Trump’s recent exchange with reporter April Ryan at last Thursday’s press conference has generated a ton of criticism.
Criticism that has been far too kind.
I saw Trump’s presser referred to as a “scream of consciousness.” I agree, but the presser included a scream of something else: racism.
In American politics these days, the unofficial rule is that as long as a politician doesn’t go so far as to use the “N” word, the press won’t use the “R” word. I will: Donald Trump is a flat-out, screaming racist. Racism is the only explanation for his exchange with reporter Ryan, his past birtherism, and countless other remarks. I remember an interview years ago in which he spoke of his “great relationship” with “the Blacks.” The Blacks? Really? Does Trump believe that all Black Americans think and feel the same way, or that they sit around a 40 million-person dinner table to discuss whom they like and don’t like?
Trump’s exchange with Ryan made his past statements look tame. For those who did not see clips of it, Ryan asked Trump if he intended to include the CBC is discussions about his agenda for addressing urban policy. When Trump appeared not to know what the CBC was, Ryan asked: “Are you going to include the Congressional Black Caucus…” Trump’s response: “Well, I would. Tell you what, do you want to set up a meeting? Do you want to set up the meeting? Are they friends of yours? Set up a meeting.”
On so many levels, those questions are offensive, insulting and racist, especially taking into account Trump’s tone, which reeked of disrespect. Would he make the same request of a White reporter? Would he make the same request if the Congressional reps were White? Would he surmise that White Congressional reps were friends of a White reporter simply because of their common skin color?
Trump knows he does not need a go-between to set up a meeting, especially one with members of Congress. That meeting, by the way, already had been requested by the Congressional Black Caucus. Why, then, did he make the request of Ryan in the first place?
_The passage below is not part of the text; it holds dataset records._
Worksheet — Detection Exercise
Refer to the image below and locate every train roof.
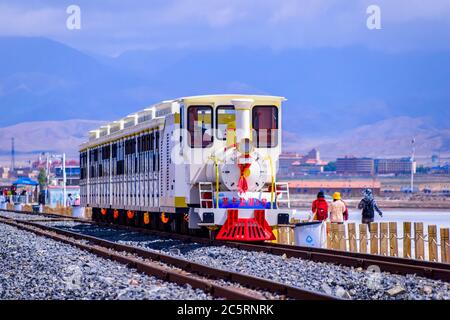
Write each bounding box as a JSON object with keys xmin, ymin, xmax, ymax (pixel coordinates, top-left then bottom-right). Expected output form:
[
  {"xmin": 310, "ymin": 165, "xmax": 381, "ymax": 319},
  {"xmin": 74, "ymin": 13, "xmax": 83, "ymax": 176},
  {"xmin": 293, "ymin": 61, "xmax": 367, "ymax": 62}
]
[{"xmin": 83, "ymin": 94, "xmax": 286, "ymax": 145}]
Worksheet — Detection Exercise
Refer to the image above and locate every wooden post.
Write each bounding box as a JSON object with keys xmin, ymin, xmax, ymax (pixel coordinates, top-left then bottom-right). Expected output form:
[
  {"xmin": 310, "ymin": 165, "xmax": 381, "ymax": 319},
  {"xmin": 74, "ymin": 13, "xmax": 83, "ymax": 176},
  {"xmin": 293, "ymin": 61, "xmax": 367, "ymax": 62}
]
[
  {"xmin": 428, "ymin": 225, "xmax": 438, "ymax": 261},
  {"xmin": 441, "ymin": 228, "xmax": 450, "ymax": 263},
  {"xmin": 337, "ymin": 224, "xmax": 347, "ymax": 251},
  {"xmin": 414, "ymin": 222, "xmax": 425, "ymax": 260},
  {"xmin": 403, "ymin": 222, "xmax": 411, "ymax": 258},
  {"xmin": 380, "ymin": 222, "xmax": 389, "ymax": 256},
  {"xmin": 327, "ymin": 221, "xmax": 333, "ymax": 249},
  {"xmin": 359, "ymin": 223, "xmax": 367, "ymax": 253},
  {"xmin": 389, "ymin": 222, "xmax": 398, "ymax": 257},
  {"xmin": 370, "ymin": 222, "xmax": 378, "ymax": 254},
  {"xmin": 348, "ymin": 223, "xmax": 358, "ymax": 252}
]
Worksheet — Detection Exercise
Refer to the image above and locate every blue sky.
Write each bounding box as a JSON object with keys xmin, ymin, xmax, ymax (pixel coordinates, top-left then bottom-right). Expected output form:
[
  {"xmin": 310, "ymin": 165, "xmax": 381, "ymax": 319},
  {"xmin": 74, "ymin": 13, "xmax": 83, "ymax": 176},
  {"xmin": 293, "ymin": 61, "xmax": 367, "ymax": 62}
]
[{"xmin": 0, "ymin": 0, "xmax": 450, "ymax": 56}]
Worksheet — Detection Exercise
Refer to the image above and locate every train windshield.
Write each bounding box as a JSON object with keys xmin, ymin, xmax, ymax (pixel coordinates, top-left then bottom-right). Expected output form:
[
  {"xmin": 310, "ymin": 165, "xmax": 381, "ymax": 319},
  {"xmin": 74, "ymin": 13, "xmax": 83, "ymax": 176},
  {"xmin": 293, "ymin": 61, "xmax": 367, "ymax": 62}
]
[
  {"xmin": 252, "ymin": 106, "xmax": 278, "ymax": 148},
  {"xmin": 187, "ymin": 106, "xmax": 214, "ymax": 148},
  {"xmin": 216, "ymin": 106, "xmax": 236, "ymax": 140}
]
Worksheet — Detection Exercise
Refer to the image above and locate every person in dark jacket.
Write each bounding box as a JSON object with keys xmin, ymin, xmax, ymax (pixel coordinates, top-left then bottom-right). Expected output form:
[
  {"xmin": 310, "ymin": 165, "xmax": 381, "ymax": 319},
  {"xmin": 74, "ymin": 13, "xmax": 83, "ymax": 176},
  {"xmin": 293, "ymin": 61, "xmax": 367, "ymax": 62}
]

When Trump made his request to reporter Ryan based on the supposition members of the CBC were “friends” of hers, what was he really saying? On that front, the first three words in Trump’s response to Ryan, “Well, I would,” have received little attention yet are so telling. Ryan’s question was a yes or no question. Trump is in the process of developing an agenda for addressing urban policy. He has purported to make it a priority. But when asked whether he intended to included the group of Congressional reps whose electorate would be most impacted by Trump’s urban agenda, he did not reflexively answer “yes.”
Reflect on that for a moment. If Trump were engaged in discussions regarding his policy on Israel-Palestine, and were asked if he was seeking input from Jewish leaders, would he respond by saying he would meet with those Jewish leaders if the reporter would set up the meeting? Would he ask the reporter if the Jewish leaders were friends of the reporter? Of course not. But, when it comes to his urban policy agenda, the input of Black leaders who most represent the population of America’s urban centers, Trump “would” be willing to meet with them if a reporter took the initiative to arrange the meeting. How big of him.
Ironically, Trump’s response to Ryan followed a gratuitous statement in response to a prior question (from a different reporter) that he was the “least racist person.” I’m guessing he believes he can prove that by providing a list of all the “Black friends” he has.
Collectively, Trump’s statements scream of racism, with or without N word use. Actually, there are reports of out takes from the Apprentice in which he was recorded using the N word. There is pressure to have those released. But why should we even care? If Trump did not use the N word in those out takes, he’s nevertheless shown himself to be a racist through other public statements. If he did use the N word, it merely would confirm something we already know. Either way, nothing changes.
My prediction: We’ve not seen the worst of Trump’s inner-racist. He has neither the self-awareness nor the self-control to conceal it. If he does well, he’ll resist the urge to use the N word publicly. But in the end that won’t be enough. Sooner or later, his racist mind will develop a thought that reveals his true feelings for all to see, and that weak filter between his mind and his mouth won’t keep it out of the public sphere.